Критическая теория, которую я собираюсь обсуждать, в этом отношении представляет собой исключение. Безусловно, марксизм целиком и полностью относится к категории систем идей, изучающих характер и направления развития общества в целом. Однако в отличие от большинства соперничающих с ним теорий, в нашем столетии в марксизме получили развитие концепции литературы. На то существует ряд причин, но одну из них, несомненно, следует искать в самой непримиримости критики основателей исторического материализма в отношении капиталистического строя, при котором они жили. Будучи с самого начала радикальным и острокритическим мировоззрением, марксизм быстро, так сказать, по внутреннему импульсу, распространялся на область литературной критики. Переписка Маркса с Лассалем показывает, насколько естественно было с самого начала это продвижение. Речь идет не о том, что социальные и литературные концепции в рамках марксизма, как тогда, так и позднее, легко согласовывались между собой. Напротив, история их отношений была сложной, напряженной и неровной, они перемежались многочисленными разрывами, смещениями и заходили в тупик. Если полного разрыва никогда и не происходило приблизительно со времен Меринга, то, несомненно, благодаря тому факту, что помимо критики, как общей отправной точки, история служила общей линией их горизонта. И не случайно, что в основе современной критической теории лежат две основные концепции: с одной стороны, общей теории литературы, с другой — конкретной системы идей об обществе, идущей от Маркса. Употребляемый во втором значении термин «критическая теория» пишут с прописной буквы, возводя ее в ранг общей теории. Такой переход в основном был совершен Франкфуртской школой в 30-х годах. Хоркхаймер, кодифицировавший это значение в 1937 г., намеревался тем самым заточить острие философского материализма Маркса, которое, как видело его поколение, наследие II Интернационала притупило. В политическом плане Хоркхаймер заявил, что «единственная забота» критического теоретика — «ускорить развитие, которое должно привести к обществу без эксплуатации»
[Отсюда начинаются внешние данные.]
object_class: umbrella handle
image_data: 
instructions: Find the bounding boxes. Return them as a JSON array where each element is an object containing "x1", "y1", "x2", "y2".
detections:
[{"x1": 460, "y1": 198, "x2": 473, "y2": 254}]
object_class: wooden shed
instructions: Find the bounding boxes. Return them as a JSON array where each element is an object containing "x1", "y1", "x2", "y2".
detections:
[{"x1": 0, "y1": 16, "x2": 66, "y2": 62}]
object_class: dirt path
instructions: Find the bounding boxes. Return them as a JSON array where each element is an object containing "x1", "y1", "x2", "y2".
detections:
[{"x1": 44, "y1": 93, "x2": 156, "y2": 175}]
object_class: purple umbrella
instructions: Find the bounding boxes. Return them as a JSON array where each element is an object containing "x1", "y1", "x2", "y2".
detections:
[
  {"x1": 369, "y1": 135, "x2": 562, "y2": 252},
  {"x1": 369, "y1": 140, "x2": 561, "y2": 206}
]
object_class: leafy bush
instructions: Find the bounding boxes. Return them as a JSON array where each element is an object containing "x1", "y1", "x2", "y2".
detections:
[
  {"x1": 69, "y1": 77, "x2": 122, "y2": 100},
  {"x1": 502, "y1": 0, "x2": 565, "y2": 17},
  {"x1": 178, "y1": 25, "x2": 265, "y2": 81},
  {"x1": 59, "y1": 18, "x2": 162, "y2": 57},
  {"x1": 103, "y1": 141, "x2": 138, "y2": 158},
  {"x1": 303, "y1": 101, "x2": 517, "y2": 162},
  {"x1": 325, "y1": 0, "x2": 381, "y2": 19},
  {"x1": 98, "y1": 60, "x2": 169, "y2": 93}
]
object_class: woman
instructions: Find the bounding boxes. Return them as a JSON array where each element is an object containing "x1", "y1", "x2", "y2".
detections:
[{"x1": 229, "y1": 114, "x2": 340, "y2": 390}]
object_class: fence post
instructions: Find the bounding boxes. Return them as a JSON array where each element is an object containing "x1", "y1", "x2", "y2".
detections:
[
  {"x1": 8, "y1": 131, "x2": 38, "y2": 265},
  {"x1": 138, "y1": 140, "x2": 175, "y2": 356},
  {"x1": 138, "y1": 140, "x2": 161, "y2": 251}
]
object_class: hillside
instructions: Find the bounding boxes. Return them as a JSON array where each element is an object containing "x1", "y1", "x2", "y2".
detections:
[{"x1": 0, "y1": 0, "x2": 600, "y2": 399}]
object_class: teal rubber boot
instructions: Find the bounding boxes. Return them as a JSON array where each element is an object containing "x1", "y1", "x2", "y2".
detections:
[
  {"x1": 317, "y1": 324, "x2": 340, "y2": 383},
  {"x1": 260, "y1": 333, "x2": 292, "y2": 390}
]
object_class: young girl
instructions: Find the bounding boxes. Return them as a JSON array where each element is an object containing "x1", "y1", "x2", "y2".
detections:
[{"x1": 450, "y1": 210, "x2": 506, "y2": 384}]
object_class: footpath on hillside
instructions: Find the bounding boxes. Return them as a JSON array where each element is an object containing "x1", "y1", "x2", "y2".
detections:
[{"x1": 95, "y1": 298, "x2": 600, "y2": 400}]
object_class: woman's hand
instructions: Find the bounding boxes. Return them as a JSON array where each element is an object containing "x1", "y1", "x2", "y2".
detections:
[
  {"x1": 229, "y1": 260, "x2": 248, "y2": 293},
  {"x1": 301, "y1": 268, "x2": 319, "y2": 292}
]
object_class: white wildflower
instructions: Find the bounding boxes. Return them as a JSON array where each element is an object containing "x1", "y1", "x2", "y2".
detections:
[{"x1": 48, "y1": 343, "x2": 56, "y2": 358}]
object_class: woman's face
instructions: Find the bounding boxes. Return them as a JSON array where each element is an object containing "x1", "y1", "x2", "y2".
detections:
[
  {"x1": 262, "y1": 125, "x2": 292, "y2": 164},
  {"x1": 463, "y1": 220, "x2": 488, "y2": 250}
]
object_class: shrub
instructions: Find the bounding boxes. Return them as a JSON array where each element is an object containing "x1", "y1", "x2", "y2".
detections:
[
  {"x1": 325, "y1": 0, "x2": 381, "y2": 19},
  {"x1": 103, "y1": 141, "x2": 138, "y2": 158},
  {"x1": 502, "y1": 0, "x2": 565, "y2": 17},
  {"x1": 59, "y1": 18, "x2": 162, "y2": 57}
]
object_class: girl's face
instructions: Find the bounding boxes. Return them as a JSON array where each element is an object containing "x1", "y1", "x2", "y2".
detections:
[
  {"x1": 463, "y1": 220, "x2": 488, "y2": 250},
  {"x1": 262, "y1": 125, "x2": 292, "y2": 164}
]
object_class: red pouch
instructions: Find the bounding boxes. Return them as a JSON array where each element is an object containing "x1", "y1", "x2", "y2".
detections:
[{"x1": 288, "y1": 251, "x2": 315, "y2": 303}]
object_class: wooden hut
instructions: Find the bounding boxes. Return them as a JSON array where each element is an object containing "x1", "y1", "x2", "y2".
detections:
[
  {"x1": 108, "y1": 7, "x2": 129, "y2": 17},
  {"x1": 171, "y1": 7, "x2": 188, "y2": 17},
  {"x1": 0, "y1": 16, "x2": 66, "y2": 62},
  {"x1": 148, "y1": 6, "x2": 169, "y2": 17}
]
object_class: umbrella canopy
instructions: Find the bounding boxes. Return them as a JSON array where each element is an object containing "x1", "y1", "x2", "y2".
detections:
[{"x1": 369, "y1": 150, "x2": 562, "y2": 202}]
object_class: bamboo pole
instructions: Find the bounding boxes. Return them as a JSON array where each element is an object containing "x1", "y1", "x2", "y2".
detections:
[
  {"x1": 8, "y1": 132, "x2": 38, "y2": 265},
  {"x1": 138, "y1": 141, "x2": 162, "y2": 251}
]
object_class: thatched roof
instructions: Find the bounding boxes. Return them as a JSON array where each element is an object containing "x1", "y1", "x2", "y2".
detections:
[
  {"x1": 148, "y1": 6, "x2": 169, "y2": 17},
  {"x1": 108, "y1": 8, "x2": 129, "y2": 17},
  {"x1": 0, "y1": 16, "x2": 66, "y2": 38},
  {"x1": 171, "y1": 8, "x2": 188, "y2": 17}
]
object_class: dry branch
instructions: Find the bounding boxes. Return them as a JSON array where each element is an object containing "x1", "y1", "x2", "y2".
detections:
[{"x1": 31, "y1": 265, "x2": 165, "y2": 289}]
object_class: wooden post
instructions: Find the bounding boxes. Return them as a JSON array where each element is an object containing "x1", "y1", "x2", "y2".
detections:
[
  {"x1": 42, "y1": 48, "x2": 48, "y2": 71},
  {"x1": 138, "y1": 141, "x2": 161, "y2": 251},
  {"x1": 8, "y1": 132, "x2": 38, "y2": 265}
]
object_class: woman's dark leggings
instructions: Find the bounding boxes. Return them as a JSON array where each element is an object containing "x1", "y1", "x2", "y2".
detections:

Отличительная черта того типа критики, который в принципе представляет собой исторический материализм, состоит в неотъемлемой и постоянной самокритике. Марксизм — это теория истории, одновременно претендующая на то, чтобы быть историей теории. Марксизм марксизма был заложен в его «уставе» с самого начала. Маркс и Энгельс определили в качестве условия для своих собственных теоретических открытий проявление классовых противоречий в самом капиталистическом обществе, а в качестве своих политических целей — не только «идеальное состояние дел», но и решение проблем, порожденных «реальным движением вещей». В их концепции не было элемента самодовольной позитивности, как будто истину с этого момента осталось лишь проверить временем, бытие — становлением, как будто их доктрина была лишена ошибок благодаря только тому, что она изучает изменение. «Пролетарские революции, — писал Маркс, — критикуют себя то и дело, останавливаются в своем движении, возвращаются к тому, что кажется уже выполненным, чтобы еще раз начать это сызнова, с беспощадной основательностью высмеивают половинчатость, слабые стороны и негодность своих первых попыток, сваливают своего противника с ног как бы только для того, чтобы тот из земли впитал свежие силы и снова встал во весь рост против них еще более могущественным, чем прежде»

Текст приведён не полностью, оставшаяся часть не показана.